How the Dodgers are losing a generation of fans
My friend Bob Timmermann is a longtime Dodgers fan. But he lives in Los Angeles so, like a lot of Dodgers fans, he can’t see the Dodgers on TV due to the carriage dispute between Spectrum/Time Warner, which owns Dodgers broadcasts, and the other carriers which will not pay the exorbitant fees Spectrum/Time Warner is demanding.
We hear about all of this mostly when some new court case pops up. I personally hear about this most loudly from intense, diehard Dodgers fans, angry about not being able to see their team through normal channels. They beef a lot about the shady, sometimes expensive lengths they have to go to in order to see their team.

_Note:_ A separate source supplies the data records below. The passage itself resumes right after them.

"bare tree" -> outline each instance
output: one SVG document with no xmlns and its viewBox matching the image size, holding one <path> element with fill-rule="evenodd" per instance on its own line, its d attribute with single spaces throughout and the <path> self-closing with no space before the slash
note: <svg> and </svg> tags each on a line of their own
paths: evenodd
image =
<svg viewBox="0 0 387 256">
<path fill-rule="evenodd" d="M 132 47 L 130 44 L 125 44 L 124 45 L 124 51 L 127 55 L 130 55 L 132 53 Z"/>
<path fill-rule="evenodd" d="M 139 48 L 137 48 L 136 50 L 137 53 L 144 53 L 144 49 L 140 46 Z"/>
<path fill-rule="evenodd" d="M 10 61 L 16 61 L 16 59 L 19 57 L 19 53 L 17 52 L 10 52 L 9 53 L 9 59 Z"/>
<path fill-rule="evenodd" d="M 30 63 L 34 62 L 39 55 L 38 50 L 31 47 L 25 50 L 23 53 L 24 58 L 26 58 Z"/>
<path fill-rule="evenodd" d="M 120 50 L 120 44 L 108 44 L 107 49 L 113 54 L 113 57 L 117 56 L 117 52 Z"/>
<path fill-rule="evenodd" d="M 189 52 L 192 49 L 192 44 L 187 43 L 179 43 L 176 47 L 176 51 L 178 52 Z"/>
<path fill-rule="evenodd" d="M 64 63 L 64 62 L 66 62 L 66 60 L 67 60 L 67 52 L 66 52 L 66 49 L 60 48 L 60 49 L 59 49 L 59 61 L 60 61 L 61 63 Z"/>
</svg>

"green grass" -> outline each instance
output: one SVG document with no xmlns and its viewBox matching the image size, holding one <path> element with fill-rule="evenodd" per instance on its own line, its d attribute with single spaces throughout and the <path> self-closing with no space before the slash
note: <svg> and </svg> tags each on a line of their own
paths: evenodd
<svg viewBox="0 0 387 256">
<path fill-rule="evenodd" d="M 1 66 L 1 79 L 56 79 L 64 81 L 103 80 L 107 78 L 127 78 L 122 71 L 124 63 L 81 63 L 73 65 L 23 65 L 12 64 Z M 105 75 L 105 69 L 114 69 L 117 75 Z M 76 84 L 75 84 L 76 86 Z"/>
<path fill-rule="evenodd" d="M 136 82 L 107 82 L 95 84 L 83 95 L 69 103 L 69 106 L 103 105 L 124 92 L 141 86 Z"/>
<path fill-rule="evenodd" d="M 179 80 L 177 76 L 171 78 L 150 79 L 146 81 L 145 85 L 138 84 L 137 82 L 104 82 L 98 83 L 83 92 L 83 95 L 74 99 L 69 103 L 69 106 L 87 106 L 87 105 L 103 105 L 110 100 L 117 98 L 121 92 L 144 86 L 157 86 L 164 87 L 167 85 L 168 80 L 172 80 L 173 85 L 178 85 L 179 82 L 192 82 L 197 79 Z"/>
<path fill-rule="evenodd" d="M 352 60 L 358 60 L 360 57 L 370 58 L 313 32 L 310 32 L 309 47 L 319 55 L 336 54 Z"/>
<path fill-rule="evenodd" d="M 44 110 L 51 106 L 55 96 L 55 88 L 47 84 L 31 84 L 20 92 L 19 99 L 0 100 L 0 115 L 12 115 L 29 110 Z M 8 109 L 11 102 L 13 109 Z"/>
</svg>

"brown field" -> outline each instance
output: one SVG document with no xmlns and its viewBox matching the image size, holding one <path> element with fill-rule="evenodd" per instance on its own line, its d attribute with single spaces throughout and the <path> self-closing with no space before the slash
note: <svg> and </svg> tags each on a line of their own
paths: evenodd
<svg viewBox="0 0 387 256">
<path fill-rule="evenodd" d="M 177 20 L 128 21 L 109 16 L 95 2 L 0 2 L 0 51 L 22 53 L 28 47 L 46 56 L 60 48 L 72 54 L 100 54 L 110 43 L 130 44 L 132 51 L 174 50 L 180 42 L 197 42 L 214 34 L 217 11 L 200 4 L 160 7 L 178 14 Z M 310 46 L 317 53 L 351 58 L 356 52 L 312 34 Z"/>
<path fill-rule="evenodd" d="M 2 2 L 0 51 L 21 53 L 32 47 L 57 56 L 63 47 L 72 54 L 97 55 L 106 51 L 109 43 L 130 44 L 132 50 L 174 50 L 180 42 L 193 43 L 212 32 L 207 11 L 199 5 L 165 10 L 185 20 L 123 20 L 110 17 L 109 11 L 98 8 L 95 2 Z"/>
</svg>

The folks we don’t hear much from, however, are people like Bob. We don’t hear much because, as he describes, he’s not angry, as such. He was mildly bummed, but since 2014 life has gone on and he simply hasn’t watched the Dodgers. Now they’re just a thing to which he’s mildly and tenuously attached:
The Dodgers have made a lot of money due to their massive TV deal with Spectrum/Time Warner. But that will end one day. And when it does, they will have sacrificed an entire generation of fans, like Bob, who were devoted to the team when they were actually able to be but who mostly moved on when the team made it all but impossible for people to enjoy their games.
It may very well prove to have been a shortsighted play.